There were lots of stars in the 1976 Macy’s Thanksgiving Day Parade—the 50th edition of the event. But those are the only two I cared about the last time I watched it, when I was seven. And also the only two I care about now, as I watch the parade again on the miracle of YouTube, and try to take us back.
This was the most boring show every year. I dreaded it. Two hours of old people talking, obscure adults singing show tunes, marching bands marching, baton-twirlers twirling to be endured in order to get two minutes of Santa Claus, who you strongly felt should be hard at work at the North Pole by this point, and not preening in Manhattan.
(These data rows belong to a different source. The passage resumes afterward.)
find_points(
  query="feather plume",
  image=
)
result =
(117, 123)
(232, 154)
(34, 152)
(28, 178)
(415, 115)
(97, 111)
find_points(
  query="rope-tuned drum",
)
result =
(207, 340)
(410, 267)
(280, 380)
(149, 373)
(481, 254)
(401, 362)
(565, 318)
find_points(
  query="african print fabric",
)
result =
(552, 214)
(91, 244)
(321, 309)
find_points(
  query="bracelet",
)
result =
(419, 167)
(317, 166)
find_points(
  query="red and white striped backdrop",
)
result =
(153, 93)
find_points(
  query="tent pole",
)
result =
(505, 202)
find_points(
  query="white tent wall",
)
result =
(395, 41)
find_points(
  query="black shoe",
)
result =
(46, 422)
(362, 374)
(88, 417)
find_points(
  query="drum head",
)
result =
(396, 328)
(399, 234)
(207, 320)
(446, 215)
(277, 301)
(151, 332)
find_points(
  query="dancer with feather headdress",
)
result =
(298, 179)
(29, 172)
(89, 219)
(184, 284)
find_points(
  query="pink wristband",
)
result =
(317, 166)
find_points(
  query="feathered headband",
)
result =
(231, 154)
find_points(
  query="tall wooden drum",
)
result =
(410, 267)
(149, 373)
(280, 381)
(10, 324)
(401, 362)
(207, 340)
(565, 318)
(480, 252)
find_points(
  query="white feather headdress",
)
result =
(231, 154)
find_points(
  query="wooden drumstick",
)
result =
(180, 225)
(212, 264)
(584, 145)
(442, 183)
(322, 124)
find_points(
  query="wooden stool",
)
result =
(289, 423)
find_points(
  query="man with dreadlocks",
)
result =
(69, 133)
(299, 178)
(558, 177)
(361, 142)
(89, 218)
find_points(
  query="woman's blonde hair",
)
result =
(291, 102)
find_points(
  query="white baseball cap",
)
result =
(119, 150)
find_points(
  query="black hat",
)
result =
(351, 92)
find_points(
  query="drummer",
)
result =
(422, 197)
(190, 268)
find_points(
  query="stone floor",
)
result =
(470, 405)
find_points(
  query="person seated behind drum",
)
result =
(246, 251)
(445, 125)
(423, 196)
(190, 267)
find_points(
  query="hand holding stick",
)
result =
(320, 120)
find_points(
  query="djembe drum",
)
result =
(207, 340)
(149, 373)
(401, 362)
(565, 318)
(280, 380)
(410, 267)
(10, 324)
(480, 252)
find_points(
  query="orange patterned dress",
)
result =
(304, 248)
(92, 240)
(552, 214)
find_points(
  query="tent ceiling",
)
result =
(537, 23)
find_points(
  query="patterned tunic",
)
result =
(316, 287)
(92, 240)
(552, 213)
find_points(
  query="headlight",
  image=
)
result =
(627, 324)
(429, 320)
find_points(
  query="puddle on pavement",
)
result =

Still, you couldn’t miss Santa Claus—and anyway, Gramma was doing terrible things with “giblets” down in the kitchen. So you might as well endure this.
And who knew when Evel Knievel might come on, and what he might jump his motorcycle over!
Ed McMahon is hosting this year, and all America’s the sidekick. Parade announcers are Della Reese and McLean Stevenson.
Acts include: The New York mounted police, the Tate High School Band, the McDonald’s All-American High School Band, the Bruin Band from Bonnabel Senior High School in Metairie, Louisiana. “The unbelievable Chinese acrobats from Taiwan,” as McMahon describes them. The all-Black Morris Brown College band. The U.S. Military Academy Cadet Glee Club. The U.S. Naval Academy Drum & Bugle Corps. The Air Force Academy Drum & Bugle Corps. The Coast Guard Windjammers? The Rockettes. And a bunch more marching bands, fuck it.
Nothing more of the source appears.